WORLDWIDE MANAGEMENT WITH GLOBAL CONSCIOUSNESS

The term global is derived from the Latin word globus meaning ball which refers to the ball of the earth, the planet earth or what has become known as the blue planet by virtue of its marvelous blue appearance as seen by the astronauts from space.

Consciousness is another Latin term which, according to language specialists, entered Western languages toward the end of the 12th century. Its Latin root word is conscientia which has the meaning of knowledge.

Psychological consciousness, moral consciousness and (good or bad) conscience are also derived from this Latin root. One could further analyze the term which is composed of scare…scio...scivi...scitus which means to know, to understand, from which the word science is derived, and the prefix con from Latin com or cum which means with. So, a literal translation of global consciousness based on its Latin roots would be with knowledge of the ball of the earth or sharing the knowledge of the globe of the earth.

In our age of knowledge with its knowledge economy conscientia with the meaning of knowledge has become the most coveted commodity and fulfills the adage according to which knowledge is power, as it can materialize in diverse forms of power such as global economic power which can, culturally speaking, be achieved via the cycle diversity-creativity-innovation-wealth or political, military and other forms of material and immaterial power.

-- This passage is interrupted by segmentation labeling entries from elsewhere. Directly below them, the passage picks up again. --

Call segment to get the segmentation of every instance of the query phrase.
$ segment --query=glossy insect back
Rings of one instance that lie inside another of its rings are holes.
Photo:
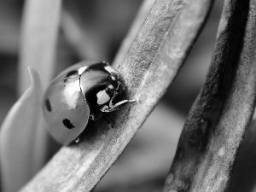
[[[67,145],[85,129],[88,120],[96,120],[98,114],[134,102],[113,103],[120,84],[118,73],[105,62],[83,61],[63,71],[44,96],[43,111],[49,133]]]

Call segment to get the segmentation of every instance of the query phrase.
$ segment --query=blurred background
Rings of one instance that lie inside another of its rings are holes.
[[[84,59],[111,63],[142,2],[63,1],[55,74]],[[223,3],[215,2],[204,30],[175,82],[95,191],[161,191],[185,118],[207,72]],[[19,96],[23,8],[24,1],[0,0],[1,123]],[[73,38],[79,36],[79,41]]]

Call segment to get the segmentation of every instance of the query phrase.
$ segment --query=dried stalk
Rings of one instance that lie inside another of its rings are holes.
[[[127,97],[137,103],[113,113],[113,129],[103,121],[89,125],[81,142],[62,148],[22,191],[90,191],[173,80],[212,3],[156,1],[119,70]]]
[[[226,0],[206,83],[182,132],[167,191],[224,191],[255,101],[256,1]]]

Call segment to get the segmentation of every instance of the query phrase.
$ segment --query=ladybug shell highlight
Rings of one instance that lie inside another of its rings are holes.
[[[58,143],[67,145],[85,129],[90,109],[100,106],[94,91],[108,86],[110,73],[117,72],[105,62],[83,61],[63,71],[49,84],[43,113]]]

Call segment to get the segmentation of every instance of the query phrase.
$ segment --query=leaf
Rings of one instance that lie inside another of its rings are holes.
[[[207,80],[164,191],[226,191],[255,108],[256,1],[226,0]]]
[[[28,67],[31,86],[12,107],[0,131],[3,192],[17,191],[38,171],[35,135],[41,113],[42,88],[38,73]]]
[[[19,63],[19,93],[29,85],[26,66],[34,67],[42,79],[43,88],[49,84],[54,63],[61,0],[26,0],[21,29]]]
[[[137,100],[89,125],[79,144],[63,147],[22,191],[90,191],[166,92],[198,36],[212,1],[156,1],[120,67],[127,98]]]

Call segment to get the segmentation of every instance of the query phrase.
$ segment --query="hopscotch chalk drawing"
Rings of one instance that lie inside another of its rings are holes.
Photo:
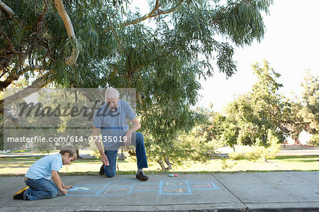
[[[187,180],[161,180],[158,184],[138,183],[135,180],[110,181],[107,184],[77,184],[68,190],[68,196],[125,196],[132,192],[150,191],[160,195],[191,194],[196,190],[216,190],[213,182]]]

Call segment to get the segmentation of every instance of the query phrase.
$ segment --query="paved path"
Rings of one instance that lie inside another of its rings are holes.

Philosophers and social scientists have analyzed power. Today we have to go one step further and deal with the underlying category of knowledge or conscientia which spiritualists and some humanities specialist have been dealing with until it became a major source of power in the modern technological high-tech age, where sophisticated knowledge has become the major key to power.

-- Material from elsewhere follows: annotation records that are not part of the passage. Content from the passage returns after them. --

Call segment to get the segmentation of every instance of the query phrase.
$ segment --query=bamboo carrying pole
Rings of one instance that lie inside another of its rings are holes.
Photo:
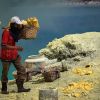
[[[40,89],[39,100],[58,100],[58,89]]]

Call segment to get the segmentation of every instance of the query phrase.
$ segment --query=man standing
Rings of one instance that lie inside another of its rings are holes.
[[[8,83],[8,70],[10,64],[13,63],[17,70],[17,79],[16,84],[18,88],[18,92],[29,92],[30,89],[25,89],[23,87],[24,80],[26,78],[26,72],[24,66],[21,64],[21,57],[18,55],[18,51],[22,51],[23,48],[21,46],[16,46],[16,42],[19,39],[19,33],[23,25],[19,17],[14,16],[10,21],[10,28],[5,28],[2,34],[1,40],[1,62],[3,66],[1,83],[2,83],[2,94],[8,94],[7,91],[7,83]]]

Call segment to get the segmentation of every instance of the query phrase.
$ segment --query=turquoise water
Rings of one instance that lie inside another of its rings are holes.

To illustrate this, not from a military strategic or scientific research view point, where knowledge or its application are the key to global supremacy but from a global management perspective, I would like to quote Christopher Bartlett’s, Sumantra Ghoshal’s and Julian Birkinshaw’s definition of the metanational company in the knowledge economy:

Metanational companies do not draw their competitive advantage from their home country, nor even from assets of national subsidiaries. Metanationals view the world as a global canvas dotted with pockets of knowledge, market intelligence, and capabilities. They see untapped potential in these pockets of specialist knowledge scattered around the world. By sensing and mobilizing this scattered knowledge they are able to innovate more effectively than their rivals.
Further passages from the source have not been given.